03 March 2015

Walking with Harry


I
nfinitely receding lines. Space and time incoherent. No turning back. I am writing words with the usual hope that somehow they will make sense—that I will hit on a theme of some kind. Something to justify the act of writing.
I went for a walk today with my dog Harry (as I do every day) and we took one of his favorite walks across Capitol Highway, up Galeburn, down a flight of 135 steps, across a middle school campus, and up Maricara to the Maricara Natural Area—a 17 acre park consisting of second-growth forest with a small stream running through it. It was a nice reasonably sunny day—very springlike—but I couldn’t enjoy it altogether as my head is hurting. Circling around on the paths in the park I wondered about how the hell we’re going to get money for next month’s rent, why David Barton would tell such an easily refuted lie as the one he told recently about an AIDS vaccine, why some other idiot would think that the US going after ISIL would offend Iran when Iran and ISIL are mortal enemies, and whether I couldn’t get some kind of entry out of that. (I couldn’t.)
Damn my head is hurting.
Shafts of light from the setting sun lit the trees sharply from one side, casting long evening shadows. There were other people out wandering along the paths between the trees, but they mostly didn’t concern us. Harry and I took the path along the east side of the park, where the neighboring houses are clearly visible through the evergreens, and I have to duck sometimes to avoid low-hanging parts of trees. There are roots pushing up through the path along in here, and it’s necessary to watch your footing.
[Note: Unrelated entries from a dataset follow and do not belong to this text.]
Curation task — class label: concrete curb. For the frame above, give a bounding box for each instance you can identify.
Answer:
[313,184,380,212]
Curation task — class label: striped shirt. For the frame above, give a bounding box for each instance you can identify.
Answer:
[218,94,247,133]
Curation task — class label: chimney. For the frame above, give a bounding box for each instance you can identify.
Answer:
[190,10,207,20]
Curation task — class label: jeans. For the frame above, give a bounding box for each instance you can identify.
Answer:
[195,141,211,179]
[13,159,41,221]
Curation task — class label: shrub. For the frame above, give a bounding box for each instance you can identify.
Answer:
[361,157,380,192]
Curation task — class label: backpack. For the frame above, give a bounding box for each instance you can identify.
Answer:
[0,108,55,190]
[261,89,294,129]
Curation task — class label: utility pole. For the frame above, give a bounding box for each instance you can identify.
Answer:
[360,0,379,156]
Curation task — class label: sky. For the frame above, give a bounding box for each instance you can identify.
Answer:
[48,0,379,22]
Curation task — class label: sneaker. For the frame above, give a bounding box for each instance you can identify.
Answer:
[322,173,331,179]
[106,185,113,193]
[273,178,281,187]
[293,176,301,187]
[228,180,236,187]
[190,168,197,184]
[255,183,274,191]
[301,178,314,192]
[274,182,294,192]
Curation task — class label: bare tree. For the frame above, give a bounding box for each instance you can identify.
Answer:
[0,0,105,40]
Temporal worries thrust out meditations about forgotten texts, and all seem trivial compared to the horrors coming out of India, Bangladesh, Iraq, and Saudi Arabia. What difference does any of it make if barbarous thugs continue to triumph?
Harry and I came to the end of the park, going out the one legal north exit of the park onto some numbered street, graveled like a driveway. The rest of the trip back is comparatively dull; we’ll go alongside Huber back to Capitol, and then home. Even worries about finances and thugs abroad recede against the present menace of oncoming traffic. No point worrying about tomorrow if today ends abruptly with a tri to the emergency room or instant death. Incoherent time and space. Lines receding infinitely.